Personal information
- Date of birth: 26 September 2003 (age 22)
- Place of birth: Bisley, England
- Position: Midfielder

Youth career
- Cheltenham Town

Senior career*
- Years: Team / Apps / (Gls)
- 2020–2022: Cheltenham Town / 4 / (1)
- 2020: → Tuffley Rovers (loan) / 0 / (0)
- 2022–2023: Stratford Town
- 2022: → Cinderford Town (loan) / 26 / (13)
- 2023: Gloucester City / 0 / (0)
- 2024–2026: Worcester City / 57 / (16)
- 2026: → Alvechurch (loan) / 16 / (5)

= Felix Miles =

English footballer

Felix Miles (born 26 September 2003) is an English footballer who most recently played as a midfielder for club Worcester City.

==Playing career==
Miles came through the youth-team at Cheltenham Town.
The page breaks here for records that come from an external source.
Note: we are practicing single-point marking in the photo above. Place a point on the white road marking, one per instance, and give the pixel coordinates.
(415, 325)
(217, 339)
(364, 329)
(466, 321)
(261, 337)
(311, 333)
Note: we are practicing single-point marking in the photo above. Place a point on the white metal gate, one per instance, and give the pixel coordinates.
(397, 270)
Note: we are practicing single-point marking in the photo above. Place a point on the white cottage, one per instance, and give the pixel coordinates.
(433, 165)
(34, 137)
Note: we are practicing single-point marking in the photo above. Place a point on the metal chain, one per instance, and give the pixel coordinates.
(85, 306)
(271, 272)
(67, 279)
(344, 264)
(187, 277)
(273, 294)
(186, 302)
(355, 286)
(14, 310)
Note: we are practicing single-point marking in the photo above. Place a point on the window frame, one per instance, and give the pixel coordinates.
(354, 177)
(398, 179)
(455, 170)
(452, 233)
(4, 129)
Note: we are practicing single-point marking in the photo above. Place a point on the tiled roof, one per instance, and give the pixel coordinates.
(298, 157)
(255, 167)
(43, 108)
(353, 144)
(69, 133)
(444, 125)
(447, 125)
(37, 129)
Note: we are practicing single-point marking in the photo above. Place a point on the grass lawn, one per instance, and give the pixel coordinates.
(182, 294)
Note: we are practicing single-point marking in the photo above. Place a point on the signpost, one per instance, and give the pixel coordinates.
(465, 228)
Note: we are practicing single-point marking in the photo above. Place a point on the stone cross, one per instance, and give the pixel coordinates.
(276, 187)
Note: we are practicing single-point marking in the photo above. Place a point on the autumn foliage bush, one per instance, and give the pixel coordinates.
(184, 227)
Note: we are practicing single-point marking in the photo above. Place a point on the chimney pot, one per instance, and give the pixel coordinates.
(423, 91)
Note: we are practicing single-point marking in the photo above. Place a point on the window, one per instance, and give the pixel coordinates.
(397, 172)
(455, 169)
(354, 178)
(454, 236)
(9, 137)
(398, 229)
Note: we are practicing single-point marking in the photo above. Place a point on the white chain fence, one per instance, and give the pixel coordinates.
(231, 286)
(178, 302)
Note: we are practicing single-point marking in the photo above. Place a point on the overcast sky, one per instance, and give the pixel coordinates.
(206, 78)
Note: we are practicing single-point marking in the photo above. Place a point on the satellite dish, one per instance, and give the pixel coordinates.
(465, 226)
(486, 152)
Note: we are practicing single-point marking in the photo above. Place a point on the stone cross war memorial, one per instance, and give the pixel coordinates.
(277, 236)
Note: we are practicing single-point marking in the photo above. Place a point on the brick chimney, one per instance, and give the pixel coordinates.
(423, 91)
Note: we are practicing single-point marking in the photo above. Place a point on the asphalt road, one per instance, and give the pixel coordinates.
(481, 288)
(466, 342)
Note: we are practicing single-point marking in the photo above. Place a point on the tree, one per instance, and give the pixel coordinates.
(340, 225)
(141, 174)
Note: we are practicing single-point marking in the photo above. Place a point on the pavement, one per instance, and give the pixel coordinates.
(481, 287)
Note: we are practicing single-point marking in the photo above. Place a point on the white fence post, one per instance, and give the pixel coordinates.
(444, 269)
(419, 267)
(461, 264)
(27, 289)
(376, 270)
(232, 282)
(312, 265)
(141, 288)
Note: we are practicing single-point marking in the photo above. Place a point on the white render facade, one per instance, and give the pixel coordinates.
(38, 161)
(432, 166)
On 23 October 2020, he joined Hellenic League Premier Division club Tuffley Rovers on loan. He made his first-team debut for Cheltenham Town in a 3–0 defeat at home to Portsmouth in the EFL Trophy on 8 December 2020. In April 2021, Miles won the EFL Apprentice of the Year League Two award for 2021. During the 2021–22 season, Miles spent time on trial with Southampton and Birmingham City. On 6 May 2022, Miles was released by Cheltenham Town at the end of his scholarship.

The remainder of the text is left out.